Let me first just say that I sure am glad that
Finland is part of NATO. I want them on my side. Tough mother fuckers.
That is what happens when you get invaded often enough and with winters and
darkness that stretch on forever. The heroic protagonist in this Finnish
film is all the tough guys of movies rolled into one. Rambo, the Terminator,
John Wick. He takes on mythic proportions. A Finnish God of Old. Ukko, the
God of Sky and weather who carried a hammer and axe. A refusal to be defeated,
to give up or to die. Or to forgive. As soon as that first knife stab that
begins on one side of the head and ends up on the other, you know you are
in for an ultra-violent ride but it is against Nazi's, so a part of us relishes
it. Not modern Nazis though that would be welcome as well, but the old-fashioned
Nazis trying to take over the world. It is 1944 and Germany is in retreat
everywhere. Finland had been partly occupied by both the Russians and the
Germans and now the Germans were leaving with Finnish resistance killing
them as they went.
But one man had retired from the war, living alone in the cold harsh tundra
which was flat and unwelcoming. The way he liked it. He was digging for gold.

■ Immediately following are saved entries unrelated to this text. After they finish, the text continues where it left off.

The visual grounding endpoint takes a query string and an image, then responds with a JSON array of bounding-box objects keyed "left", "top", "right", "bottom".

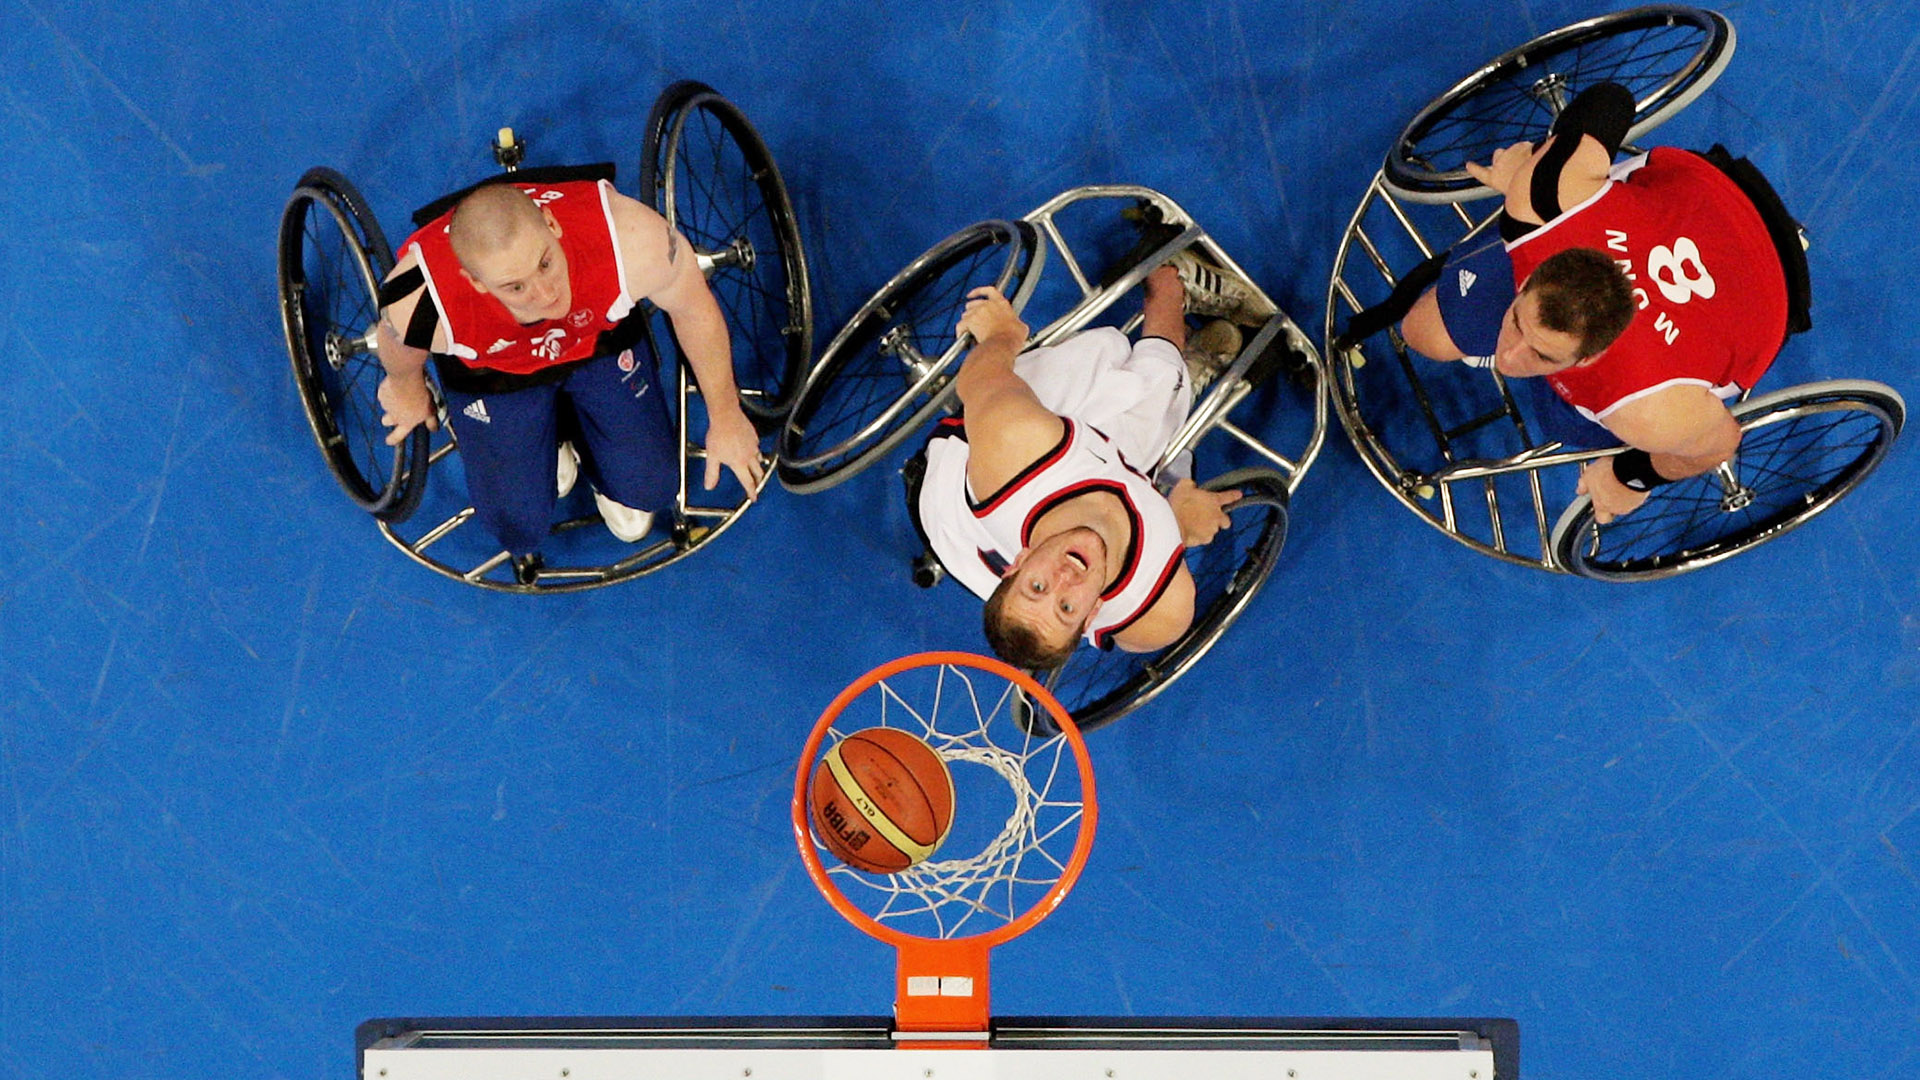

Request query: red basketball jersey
[
  {"left": 404, "top": 179, "right": 637, "bottom": 375},
  {"left": 1510, "top": 148, "right": 1787, "bottom": 420}
]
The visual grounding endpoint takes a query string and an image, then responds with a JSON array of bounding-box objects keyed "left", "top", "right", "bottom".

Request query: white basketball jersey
[{"left": 918, "top": 416, "right": 1186, "bottom": 649}]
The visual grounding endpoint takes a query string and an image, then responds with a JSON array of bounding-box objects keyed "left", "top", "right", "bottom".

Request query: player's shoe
[
  {"left": 1183, "top": 318, "right": 1242, "bottom": 395},
  {"left": 594, "top": 491, "right": 655, "bottom": 543},
  {"left": 1168, "top": 250, "right": 1276, "bottom": 326},
  {"left": 556, "top": 442, "right": 580, "bottom": 497}
]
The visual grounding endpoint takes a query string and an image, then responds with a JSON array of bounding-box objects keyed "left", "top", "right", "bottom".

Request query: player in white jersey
[{"left": 918, "top": 266, "right": 1241, "bottom": 668}]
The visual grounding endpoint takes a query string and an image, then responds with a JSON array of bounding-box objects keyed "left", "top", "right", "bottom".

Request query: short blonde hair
[{"left": 447, "top": 185, "right": 545, "bottom": 272}]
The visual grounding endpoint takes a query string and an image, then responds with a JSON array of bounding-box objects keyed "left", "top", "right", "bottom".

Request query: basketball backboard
[{"left": 358, "top": 1014, "right": 1517, "bottom": 1079}]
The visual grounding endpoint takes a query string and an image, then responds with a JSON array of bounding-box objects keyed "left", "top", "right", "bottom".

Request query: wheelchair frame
[
  {"left": 777, "top": 184, "right": 1326, "bottom": 730},
  {"left": 1324, "top": 5, "right": 1904, "bottom": 580}
]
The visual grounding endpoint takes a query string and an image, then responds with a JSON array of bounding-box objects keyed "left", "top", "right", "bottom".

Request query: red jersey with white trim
[
  {"left": 1510, "top": 148, "right": 1787, "bottom": 420},
  {"left": 919, "top": 416, "right": 1185, "bottom": 649},
  {"left": 403, "top": 179, "right": 638, "bottom": 375}
]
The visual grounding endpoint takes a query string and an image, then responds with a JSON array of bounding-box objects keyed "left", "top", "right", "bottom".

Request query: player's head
[
  {"left": 450, "top": 184, "right": 572, "bottom": 322},
  {"left": 1495, "top": 247, "right": 1634, "bottom": 377},
  {"left": 981, "top": 529, "right": 1107, "bottom": 669}
]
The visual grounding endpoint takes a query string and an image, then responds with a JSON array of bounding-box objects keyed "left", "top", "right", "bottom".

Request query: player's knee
[
  {"left": 477, "top": 496, "right": 554, "bottom": 557},
  {"left": 591, "top": 446, "right": 678, "bottom": 510}
]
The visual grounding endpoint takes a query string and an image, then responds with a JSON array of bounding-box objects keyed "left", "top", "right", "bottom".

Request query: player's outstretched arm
[
  {"left": 952, "top": 287, "right": 1064, "bottom": 490},
  {"left": 609, "top": 191, "right": 763, "bottom": 494},
  {"left": 373, "top": 248, "right": 442, "bottom": 446}
]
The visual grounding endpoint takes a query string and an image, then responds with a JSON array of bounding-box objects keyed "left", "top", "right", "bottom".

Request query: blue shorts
[
  {"left": 440, "top": 346, "right": 678, "bottom": 556},
  {"left": 1434, "top": 234, "right": 1516, "bottom": 359}
]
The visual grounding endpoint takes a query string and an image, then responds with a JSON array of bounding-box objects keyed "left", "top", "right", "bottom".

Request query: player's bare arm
[
  {"left": 1467, "top": 127, "right": 1612, "bottom": 226},
  {"left": 952, "top": 287, "right": 1065, "bottom": 494},
  {"left": 1579, "top": 385, "right": 1744, "bottom": 522},
  {"left": 1110, "top": 565, "right": 1196, "bottom": 653},
  {"left": 1167, "top": 478, "right": 1238, "bottom": 548},
  {"left": 374, "top": 246, "right": 444, "bottom": 446},
  {"left": 608, "top": 191, "right": 764, "bottom": 493}
]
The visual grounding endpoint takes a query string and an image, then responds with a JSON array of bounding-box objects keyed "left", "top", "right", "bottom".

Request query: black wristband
[{"left": 1610, "top": 448, "right": 1672, "bottom": 492}]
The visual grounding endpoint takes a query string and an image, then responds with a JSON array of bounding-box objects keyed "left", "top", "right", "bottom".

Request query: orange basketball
[{"left": 809, "top": 727, "right": 956, "bottom": 874}]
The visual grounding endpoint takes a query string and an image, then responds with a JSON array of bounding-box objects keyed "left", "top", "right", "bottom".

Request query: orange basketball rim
[{"left": 792, "top": 651, "right": 1099, "bottom": 1039}]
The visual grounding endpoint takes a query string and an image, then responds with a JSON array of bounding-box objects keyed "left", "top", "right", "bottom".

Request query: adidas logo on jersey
[
  {"left": 1458, "top": 268, "right": 1479, "bottom": 295},
  {"left": 486, "top": 338, "right": 515, "bottom": 355},
  {"left": 463, "top": 399, "right": 491, "bottom": 424}
]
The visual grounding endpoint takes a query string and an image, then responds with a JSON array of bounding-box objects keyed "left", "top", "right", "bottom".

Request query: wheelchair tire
[
  {"left": 1383, "top": 5, "right": 1735, "bottom": 203},
  {"left": 278, "top": 166, "right": 429, "bottom": 522},
  {"left": 777, "top": 219, "right": 1037, "bottom": 494},
  {"left": 640, "top": 82, "right": 813, "bottom": 431},
  {"left": 1549, "top": 380, "right": 1905, "bottom": 581},
  {"left": 1028, "top": 468, "right": 1291, "bottom": 734}
]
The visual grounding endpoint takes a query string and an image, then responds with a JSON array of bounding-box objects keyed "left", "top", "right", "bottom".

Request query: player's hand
[
  {"left": 1168, "top": 478, "right": 1238, "bottom": 548},
  {"left": 956, "top": 286, "right": 1028, "bottom": 350},
  {"left": 377, "top": 374, "right": 439, "bottom": 445},
  {"left": 1577, "top": 458, "right": 1651, "bottom": 524},
  {"left": 703, "top": 403, "right": 765, "bottom": 496},
  {"left": 1465, "top": 140, "right": 1536, "bottom": 197},
  {"left": 1144, "top": 264, "right": 1184, "bottom": 307}
]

Not a young man, into his sixties one would guess but his age was hard to
tell beneath the layers of dirt, the weather-beaten face with creases so
wide they were like trenches during WW1. A rough spikey beard. His hands
caked with mud, fingernails broken, a body scarred with hardships and torture.
His dog and horse keep him company. His only emotion shown is when he discovers
a strike of gold. His eyes light up like he found God in the dirt. He digs
it up, packs it up, loads it on his horse and the three of them begin the
long journey to a city where he can cash it in. He passes Germans in retreat,
bodies hanging from trees and just keeps his eyes down and his business his
own.
Then a small group of Germans stop him, talk about killing him just for the
hell of it and discover his gold. All the Germans are portrayed as savage
psychos. Pure evil. Get down on your knees old man, be prepared to die. And
the killing begins. Not his. Theirs. Violently, quickly, mercilessly. He
continues his journey as if he had just stopped to take a pebble out of his
shoe. But an entire squad of Germans with tanks come after him because of
the gold. They know their cause is lost and they want to go home with riches.
It soon goes from edging on the cliff of reality to total absurdity - he
survives stepping on a mine, a hanging, a plane crash - we have entered myth.
And he keeps killing Nazis. The Germans have kidnapped six women that they
use as sex toys and keep in a truck. But they are Finnish too and get their
pound of flesh in a flash of machine gun fire. A wonderful sense of revenge.
It is very entertaining, very bloody, very unbelievable. The scene of him
taking out shrapnel from his wounds was tough for me to get through.
The film directed by Jalmari Helander clearly has a lot of Hollywood influences
- in particular I thought of Tarantino in the way he divides it into chapters,
the sudden violence and the black humor that undergirds the whole thing.
Inglorious Basterds came to mind. I know next to nothing about contemporary
Finnish cinema but you have to wonder if there are other gems like this one.
Polished, beautifully shot and stunning vistas. And a lot of dead Nazis.